Als Charles de Gaulle 1958 mit einem vom Parlament abgesegneten Quasi-Staatsstreich an die Macht (zurück)kehrte, diktierte er dem Land seine Regeln: Mit einer neuen Verfassung schuf er die sogenannte Fünfte Republik. Dabei ließ er das Wahl- und Staatssystem auf seine Bedürfnissen zuschneiden und stattete das Präsidentenamt mit einer üppigen Machtfülle aus. Frankreichs Bewohnerinnen und Bewohner bezeichnete Charles de Gaulle insgeheim und höhnisch als „Kälber“. So kolportierte es jedenfalls einmal sein Sohn Philippe.

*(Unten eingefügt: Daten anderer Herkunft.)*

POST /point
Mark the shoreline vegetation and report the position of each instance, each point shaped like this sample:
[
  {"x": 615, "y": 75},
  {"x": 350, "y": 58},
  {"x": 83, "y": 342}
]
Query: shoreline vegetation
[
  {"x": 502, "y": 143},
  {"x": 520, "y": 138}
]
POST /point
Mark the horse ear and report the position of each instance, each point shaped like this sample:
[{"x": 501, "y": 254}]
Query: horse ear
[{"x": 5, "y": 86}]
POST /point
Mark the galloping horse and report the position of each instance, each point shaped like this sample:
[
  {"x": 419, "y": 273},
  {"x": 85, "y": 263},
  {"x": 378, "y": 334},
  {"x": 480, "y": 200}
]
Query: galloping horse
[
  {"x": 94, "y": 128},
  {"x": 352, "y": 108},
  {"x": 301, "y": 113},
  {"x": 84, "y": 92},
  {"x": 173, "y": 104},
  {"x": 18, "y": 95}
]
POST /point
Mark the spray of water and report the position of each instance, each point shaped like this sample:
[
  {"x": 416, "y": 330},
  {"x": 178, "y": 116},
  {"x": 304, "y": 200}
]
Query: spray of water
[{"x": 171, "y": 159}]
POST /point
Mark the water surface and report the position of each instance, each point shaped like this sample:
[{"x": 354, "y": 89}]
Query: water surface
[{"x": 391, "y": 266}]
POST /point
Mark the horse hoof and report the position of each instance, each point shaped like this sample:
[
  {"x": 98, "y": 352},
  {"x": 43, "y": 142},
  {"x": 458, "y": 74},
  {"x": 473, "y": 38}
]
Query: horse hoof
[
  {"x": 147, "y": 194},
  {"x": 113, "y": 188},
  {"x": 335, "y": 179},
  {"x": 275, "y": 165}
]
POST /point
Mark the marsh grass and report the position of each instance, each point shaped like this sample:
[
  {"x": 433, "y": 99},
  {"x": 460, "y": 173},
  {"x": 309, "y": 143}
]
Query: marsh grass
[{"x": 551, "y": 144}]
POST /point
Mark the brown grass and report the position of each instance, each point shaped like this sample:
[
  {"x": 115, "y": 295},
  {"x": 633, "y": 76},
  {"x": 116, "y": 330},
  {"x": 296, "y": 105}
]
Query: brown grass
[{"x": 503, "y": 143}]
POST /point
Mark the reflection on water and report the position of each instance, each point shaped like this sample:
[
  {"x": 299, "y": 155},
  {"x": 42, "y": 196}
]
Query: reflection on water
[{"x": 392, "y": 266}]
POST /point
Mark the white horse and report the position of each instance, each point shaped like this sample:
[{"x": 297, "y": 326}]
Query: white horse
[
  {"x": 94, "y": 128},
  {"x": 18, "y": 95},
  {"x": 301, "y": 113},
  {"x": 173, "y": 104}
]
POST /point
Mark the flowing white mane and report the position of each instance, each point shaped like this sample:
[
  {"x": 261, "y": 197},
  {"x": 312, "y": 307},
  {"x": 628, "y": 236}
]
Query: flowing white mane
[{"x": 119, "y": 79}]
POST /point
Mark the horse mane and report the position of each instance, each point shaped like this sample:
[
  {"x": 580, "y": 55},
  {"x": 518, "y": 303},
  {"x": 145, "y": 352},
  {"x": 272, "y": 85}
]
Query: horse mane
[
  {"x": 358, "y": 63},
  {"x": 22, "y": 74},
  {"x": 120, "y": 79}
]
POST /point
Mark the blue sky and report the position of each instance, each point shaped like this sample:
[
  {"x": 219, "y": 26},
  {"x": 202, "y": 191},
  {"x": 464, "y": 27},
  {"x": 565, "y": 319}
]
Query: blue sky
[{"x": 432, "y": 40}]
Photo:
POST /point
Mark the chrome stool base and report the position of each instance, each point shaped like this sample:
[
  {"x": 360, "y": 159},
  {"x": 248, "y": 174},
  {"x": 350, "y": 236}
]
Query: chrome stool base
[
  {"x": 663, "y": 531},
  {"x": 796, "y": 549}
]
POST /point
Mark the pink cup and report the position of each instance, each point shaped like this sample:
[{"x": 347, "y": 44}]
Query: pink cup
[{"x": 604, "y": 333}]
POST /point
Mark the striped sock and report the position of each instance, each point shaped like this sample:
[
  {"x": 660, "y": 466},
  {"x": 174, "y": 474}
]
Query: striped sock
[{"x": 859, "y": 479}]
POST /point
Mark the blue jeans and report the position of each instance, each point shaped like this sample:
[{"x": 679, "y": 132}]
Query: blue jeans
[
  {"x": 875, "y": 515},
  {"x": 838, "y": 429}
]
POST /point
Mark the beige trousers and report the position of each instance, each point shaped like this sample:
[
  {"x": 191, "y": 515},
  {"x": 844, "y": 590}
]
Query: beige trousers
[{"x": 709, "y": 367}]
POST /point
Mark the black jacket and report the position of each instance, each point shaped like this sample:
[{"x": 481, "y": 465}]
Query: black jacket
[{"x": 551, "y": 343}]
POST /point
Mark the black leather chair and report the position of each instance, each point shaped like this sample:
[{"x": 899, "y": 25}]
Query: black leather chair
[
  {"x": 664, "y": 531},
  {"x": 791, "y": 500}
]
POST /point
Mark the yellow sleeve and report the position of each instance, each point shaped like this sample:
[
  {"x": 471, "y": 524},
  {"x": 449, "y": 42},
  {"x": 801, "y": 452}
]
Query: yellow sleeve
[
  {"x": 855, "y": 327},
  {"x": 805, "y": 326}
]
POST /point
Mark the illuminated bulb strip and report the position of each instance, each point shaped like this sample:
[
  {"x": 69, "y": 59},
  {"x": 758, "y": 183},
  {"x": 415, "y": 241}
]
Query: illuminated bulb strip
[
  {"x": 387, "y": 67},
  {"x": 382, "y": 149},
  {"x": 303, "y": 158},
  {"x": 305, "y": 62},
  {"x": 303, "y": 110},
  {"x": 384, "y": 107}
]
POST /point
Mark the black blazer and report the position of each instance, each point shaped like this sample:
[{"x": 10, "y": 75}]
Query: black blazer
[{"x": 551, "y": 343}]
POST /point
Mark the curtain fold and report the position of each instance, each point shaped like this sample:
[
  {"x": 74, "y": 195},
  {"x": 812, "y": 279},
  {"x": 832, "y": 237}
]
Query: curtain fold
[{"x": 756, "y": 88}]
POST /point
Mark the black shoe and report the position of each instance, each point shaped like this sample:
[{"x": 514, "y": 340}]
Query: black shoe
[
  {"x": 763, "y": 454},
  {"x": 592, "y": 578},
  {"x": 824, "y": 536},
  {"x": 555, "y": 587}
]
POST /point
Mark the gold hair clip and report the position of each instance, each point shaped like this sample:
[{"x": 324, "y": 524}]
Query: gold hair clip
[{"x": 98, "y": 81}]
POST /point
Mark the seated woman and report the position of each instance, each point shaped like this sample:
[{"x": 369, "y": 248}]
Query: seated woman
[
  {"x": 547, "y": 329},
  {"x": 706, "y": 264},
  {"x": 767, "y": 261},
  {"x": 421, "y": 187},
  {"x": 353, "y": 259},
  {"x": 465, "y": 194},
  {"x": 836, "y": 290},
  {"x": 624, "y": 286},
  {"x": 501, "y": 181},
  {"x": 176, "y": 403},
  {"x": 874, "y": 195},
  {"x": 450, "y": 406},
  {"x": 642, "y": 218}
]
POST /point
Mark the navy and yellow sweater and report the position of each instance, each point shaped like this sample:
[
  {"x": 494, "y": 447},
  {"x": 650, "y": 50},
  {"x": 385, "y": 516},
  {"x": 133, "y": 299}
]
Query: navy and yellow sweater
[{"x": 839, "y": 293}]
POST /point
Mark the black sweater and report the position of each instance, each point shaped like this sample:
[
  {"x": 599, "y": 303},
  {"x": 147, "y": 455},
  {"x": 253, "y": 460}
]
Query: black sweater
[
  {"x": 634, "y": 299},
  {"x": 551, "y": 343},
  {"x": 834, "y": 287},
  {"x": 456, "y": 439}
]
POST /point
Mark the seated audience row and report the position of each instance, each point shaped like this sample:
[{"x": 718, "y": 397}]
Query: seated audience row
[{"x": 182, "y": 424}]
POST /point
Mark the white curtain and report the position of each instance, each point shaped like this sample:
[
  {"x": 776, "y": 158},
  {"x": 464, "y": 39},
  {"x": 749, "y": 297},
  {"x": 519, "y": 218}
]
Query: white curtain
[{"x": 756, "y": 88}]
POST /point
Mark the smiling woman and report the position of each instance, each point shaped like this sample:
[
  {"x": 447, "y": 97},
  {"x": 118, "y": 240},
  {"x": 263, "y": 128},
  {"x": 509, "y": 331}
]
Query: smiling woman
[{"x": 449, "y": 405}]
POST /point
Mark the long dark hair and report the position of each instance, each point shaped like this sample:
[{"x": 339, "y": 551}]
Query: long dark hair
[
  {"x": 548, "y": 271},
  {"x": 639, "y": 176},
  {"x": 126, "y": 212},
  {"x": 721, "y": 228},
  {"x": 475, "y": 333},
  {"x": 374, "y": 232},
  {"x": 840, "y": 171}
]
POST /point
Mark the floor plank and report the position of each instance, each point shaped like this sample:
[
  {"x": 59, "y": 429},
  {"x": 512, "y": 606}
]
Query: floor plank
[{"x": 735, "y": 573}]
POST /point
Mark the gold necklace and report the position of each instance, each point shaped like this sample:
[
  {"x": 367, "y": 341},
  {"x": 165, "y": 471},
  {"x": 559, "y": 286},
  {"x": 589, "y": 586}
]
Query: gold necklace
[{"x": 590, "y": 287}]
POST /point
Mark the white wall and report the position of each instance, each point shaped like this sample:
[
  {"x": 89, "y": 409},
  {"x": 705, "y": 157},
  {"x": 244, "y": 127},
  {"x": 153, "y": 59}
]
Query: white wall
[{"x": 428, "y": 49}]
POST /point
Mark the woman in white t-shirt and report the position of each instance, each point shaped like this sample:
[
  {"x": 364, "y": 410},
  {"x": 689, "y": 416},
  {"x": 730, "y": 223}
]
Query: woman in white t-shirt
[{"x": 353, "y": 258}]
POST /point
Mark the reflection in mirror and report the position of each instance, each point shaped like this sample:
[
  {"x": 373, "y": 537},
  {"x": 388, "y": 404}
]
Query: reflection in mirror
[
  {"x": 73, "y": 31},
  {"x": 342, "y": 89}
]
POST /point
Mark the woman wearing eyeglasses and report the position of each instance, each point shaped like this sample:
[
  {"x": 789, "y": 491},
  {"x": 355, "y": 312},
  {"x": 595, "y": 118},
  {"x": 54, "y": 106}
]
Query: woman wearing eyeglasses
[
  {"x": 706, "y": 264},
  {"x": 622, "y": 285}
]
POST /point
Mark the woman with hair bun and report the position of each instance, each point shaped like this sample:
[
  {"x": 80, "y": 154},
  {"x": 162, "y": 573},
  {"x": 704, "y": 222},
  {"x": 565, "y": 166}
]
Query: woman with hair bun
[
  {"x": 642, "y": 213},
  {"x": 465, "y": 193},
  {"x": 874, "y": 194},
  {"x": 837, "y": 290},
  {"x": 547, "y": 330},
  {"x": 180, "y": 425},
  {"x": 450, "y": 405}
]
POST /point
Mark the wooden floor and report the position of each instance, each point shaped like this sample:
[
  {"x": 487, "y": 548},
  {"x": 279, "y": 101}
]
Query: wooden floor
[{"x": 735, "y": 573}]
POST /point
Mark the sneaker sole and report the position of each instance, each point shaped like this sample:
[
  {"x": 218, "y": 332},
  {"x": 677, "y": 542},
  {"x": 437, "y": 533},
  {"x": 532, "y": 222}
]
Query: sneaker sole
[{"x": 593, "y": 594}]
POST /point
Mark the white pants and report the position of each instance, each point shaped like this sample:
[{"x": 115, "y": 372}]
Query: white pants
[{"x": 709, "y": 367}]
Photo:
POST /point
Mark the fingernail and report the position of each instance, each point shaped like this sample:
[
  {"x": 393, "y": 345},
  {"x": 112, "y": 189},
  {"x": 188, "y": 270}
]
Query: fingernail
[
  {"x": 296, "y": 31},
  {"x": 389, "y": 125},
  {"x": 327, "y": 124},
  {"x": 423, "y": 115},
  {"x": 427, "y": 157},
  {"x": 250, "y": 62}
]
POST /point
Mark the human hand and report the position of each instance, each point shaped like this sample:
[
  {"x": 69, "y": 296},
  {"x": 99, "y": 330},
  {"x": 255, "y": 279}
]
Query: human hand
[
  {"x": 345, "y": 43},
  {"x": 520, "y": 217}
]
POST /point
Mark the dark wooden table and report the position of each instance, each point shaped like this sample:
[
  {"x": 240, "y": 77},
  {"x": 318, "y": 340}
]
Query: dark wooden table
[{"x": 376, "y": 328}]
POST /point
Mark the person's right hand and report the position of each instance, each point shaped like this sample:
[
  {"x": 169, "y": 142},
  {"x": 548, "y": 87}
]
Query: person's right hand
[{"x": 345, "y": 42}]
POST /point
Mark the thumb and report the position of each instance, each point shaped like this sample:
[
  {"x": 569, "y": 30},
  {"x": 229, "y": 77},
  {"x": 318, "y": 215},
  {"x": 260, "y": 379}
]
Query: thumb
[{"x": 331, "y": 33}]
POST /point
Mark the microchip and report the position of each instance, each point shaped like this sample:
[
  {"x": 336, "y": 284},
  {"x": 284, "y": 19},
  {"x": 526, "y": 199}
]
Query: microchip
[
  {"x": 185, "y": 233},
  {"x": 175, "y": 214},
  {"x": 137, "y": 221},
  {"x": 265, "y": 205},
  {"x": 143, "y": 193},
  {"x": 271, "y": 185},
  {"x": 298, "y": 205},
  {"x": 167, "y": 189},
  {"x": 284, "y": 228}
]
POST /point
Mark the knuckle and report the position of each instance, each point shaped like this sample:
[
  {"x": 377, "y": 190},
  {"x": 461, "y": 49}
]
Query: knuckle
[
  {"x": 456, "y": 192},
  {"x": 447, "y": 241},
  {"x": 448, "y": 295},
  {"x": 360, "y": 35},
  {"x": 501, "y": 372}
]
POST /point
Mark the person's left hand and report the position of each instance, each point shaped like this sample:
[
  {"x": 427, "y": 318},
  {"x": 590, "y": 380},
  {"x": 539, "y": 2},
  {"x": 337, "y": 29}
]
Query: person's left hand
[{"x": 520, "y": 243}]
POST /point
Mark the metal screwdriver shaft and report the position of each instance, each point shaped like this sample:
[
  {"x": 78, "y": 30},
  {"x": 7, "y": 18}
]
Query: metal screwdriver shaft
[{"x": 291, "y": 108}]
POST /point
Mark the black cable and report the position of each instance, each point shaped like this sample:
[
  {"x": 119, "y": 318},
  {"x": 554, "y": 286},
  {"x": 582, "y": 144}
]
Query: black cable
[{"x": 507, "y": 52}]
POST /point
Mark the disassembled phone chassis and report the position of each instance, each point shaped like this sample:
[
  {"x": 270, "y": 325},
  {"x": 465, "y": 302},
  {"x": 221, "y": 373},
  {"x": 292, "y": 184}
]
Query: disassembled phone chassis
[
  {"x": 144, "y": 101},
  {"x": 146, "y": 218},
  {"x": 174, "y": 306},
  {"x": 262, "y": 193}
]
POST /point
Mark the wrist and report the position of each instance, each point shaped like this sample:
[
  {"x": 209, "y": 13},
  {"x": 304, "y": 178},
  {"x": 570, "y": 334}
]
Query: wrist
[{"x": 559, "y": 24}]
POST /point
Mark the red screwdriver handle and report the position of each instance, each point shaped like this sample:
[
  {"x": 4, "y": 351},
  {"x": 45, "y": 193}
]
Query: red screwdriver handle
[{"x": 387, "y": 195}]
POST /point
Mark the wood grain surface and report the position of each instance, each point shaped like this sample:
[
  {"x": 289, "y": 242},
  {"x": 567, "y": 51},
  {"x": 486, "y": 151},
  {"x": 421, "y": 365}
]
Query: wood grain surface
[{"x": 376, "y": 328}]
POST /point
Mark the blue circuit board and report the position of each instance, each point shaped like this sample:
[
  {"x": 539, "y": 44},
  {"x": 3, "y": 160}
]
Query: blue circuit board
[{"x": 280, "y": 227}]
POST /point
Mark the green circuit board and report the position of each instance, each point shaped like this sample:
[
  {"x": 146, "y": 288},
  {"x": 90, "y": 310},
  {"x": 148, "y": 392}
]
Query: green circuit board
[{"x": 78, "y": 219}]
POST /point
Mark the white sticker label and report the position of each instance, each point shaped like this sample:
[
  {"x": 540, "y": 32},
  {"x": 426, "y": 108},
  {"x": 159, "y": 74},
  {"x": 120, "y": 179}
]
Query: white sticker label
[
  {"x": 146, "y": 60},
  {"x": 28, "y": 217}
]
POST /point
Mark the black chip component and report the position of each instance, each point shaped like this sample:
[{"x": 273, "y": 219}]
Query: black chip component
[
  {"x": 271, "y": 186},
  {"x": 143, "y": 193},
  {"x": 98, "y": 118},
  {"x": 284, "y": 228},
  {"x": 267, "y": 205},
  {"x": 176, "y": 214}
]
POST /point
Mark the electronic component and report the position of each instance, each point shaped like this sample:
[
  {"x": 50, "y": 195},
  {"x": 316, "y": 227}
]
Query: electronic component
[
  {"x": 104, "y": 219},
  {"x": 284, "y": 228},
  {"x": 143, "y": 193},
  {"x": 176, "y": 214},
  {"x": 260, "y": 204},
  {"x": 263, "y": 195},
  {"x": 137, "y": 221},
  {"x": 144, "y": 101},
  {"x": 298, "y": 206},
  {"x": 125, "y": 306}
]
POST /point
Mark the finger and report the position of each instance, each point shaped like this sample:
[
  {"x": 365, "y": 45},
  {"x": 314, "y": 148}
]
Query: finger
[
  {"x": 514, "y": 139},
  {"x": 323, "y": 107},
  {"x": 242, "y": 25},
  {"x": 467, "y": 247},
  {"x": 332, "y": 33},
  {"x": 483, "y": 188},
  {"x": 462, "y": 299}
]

Der verwöhnte „Wahlmonarch“

Seit 1965 erhält der Staatspräsident sein Mandat und seine Legitimation durch eine direkte Volkswahl. Ziel der übermächtigen staatlichen Exekutive im von de Gaulle geschaffenen Präsidialsystem war, mit den Wirrnissen der parlamentarischen Demokratie, ihren häufigen Regierungskrisen und den endlosen Streitereien zwischen den Parteien aufzuräumen.

Als „permanenten Staatsstreich“ hat der damalige linke Oppositionspolitiker François Mitterrand jenen Systemwechsel zunächst bezeichnet. Denn mit der Verfassung der Fünften Republik wurden die Kompetenzen des Parlaments weitgehend beschnitten.

Derselbe Mitterrand fand sich nach seiner Wahl zum Staatspräsidenten 1981 allerdings bestens zurecht in der von de Gaulle geschaffenen Rolle eines „Wahlmonarchen“. Und bis heute wollte keiner der Nachfolger, die es sich seither auf dem Thron im Élysée-Palast bequem gemacht haben, etwas Wesentliches an dieser Machtfülle ändern. Eben auch nicht: Emmanuel Macron.